Bild: Fingen - anders als die Wissenschaftler - genug Dorsch: Ostseefischer.
HAMBURG taz | Sein Vertrauen in die Wissenschaft sei zwar nicht erschüttert
worden, „hat aber einen kleinen Knacks bekommen“, sagt Claus Ubl, Sprecher
des Deutschen Fischerei-Verbands in Hamburg. „Die haben ihre Hausaufgaben
nicht gemacht – zu Lasten der Fischer.“ Denn obwohl die Ostsee „eines der
am besten untersuchten Gewässer der Erde ist“, konnten die
meereswissenschaftlichen Institute der Anrainerstaaten für 2015 keine
klaren Fakten über die Dorschbestände liefern.
Mit der Konsequenz, dass den Fischern das blaue Umweltsiegel des Marine
Stewardship Council (MSC) für nachhaltige Fischerei zum neuen Jahr
aberkannt wurde.
Der MSC hatte kurz vor Weihnachten mitgeteilt, dass die Bestände nicht mehr
den Anforderungen entsprechen und das Siegel eingezogen. „Die Fangbetriebe
müssen nachweisen, dass ihre Aktivitäten nicht zum Rückgang der Bestände
führen“, erklärt Minna Epps, MSC-Programmdirektorin für Skandinavien und
den Ostseeraum. „Leider kamen unabhängige Gutachter zu dem Schluss, dass
diese Nachweise aktuell nicht erbracht werden können.“
Das MSC-Siegel soll eine nachhaltige Fischerei und stabile Bestände
garantieren und hat sich als Verkaufskriterium etabliert.
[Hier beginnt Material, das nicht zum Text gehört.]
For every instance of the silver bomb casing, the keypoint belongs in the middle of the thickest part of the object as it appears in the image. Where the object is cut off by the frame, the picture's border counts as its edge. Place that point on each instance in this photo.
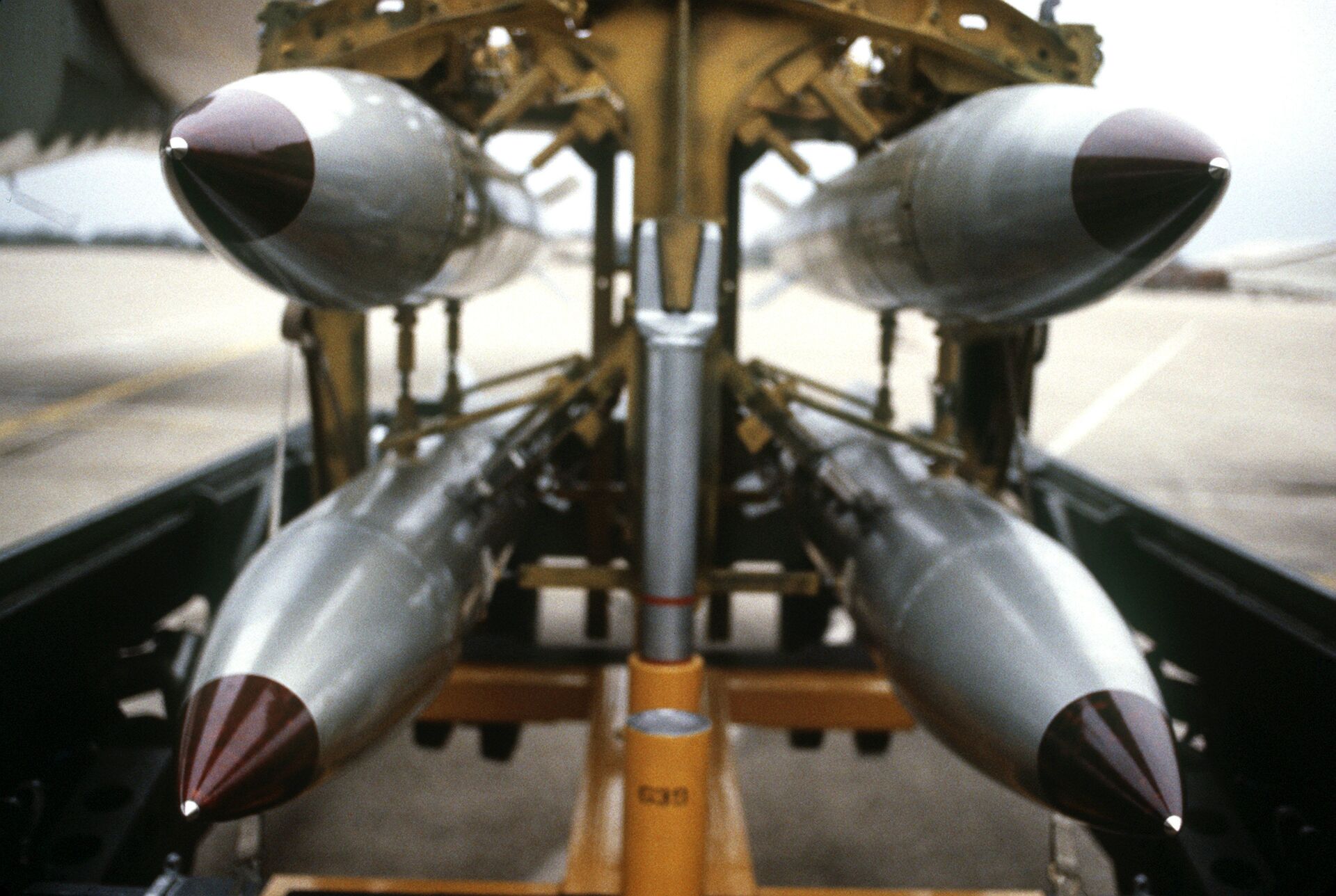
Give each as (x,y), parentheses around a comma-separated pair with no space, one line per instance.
(345,190)
(342,624)
(994,636)
(1015,205)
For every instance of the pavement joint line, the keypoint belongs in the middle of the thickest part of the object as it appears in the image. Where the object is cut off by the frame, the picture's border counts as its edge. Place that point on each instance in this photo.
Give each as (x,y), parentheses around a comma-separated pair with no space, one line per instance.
(127,387)
(1125,387)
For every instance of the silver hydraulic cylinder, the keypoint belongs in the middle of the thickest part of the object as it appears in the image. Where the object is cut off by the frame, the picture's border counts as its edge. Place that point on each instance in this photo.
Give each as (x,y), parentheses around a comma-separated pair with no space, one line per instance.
(672,401)
(997,637)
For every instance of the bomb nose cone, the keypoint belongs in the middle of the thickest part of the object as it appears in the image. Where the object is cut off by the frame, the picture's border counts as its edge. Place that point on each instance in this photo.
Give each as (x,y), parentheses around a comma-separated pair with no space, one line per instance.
(248,744)
(241,163)
(1108,759)
(1144,179)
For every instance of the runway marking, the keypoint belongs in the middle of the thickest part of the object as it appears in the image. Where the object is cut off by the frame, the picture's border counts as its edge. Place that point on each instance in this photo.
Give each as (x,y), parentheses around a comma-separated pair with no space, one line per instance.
(129,387)
(1109,399)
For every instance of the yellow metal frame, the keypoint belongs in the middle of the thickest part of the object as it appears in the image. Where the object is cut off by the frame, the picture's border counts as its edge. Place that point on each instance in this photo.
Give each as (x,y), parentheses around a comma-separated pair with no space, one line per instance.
(480,694)
(687,87)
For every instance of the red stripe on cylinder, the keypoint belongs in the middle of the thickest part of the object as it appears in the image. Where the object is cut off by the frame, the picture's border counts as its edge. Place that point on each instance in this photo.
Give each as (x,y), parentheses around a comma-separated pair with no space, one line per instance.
(668,601)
Die meisten
Handelsketten verkaufen fast ausschließlich MSC-zertifizierten
Tiefkühlfisch.
## „Kalt erwischt“
„Die Aberkennung hat uns kalt erwischt“, sagt Kai-Arne Schmidt,
Geschäftsführer der Erzeugergemeinschaft der Nord- und Ostseefischer. Den
verantwortlichen Wissenschaftlern wirft er vor, durch falsche Berechnungen
dafür gesorgt zu haben, dass dem MSC keine sicheren Datenreihen vorlagen.
Verschärft habe sich die Situation im Oktober, als die EU die Dorschquote
für 2016 lediglich um 20 Prozent gesenkt habe und nicht um 50 Prozent, wie
von den Wissenschaftlern vorgeschlagen. Bei 50 Prozent wäre eine
Aberkennung des Siegels vielleicht nicht erfolgt, vermutet Schmidt.
Das Thünen-Institut für Ostseefischerei in Rostock bestätigt, dass der
Bestand der Dorsche in der östlichen Ostsee seit 2010 zurückgegangen ist.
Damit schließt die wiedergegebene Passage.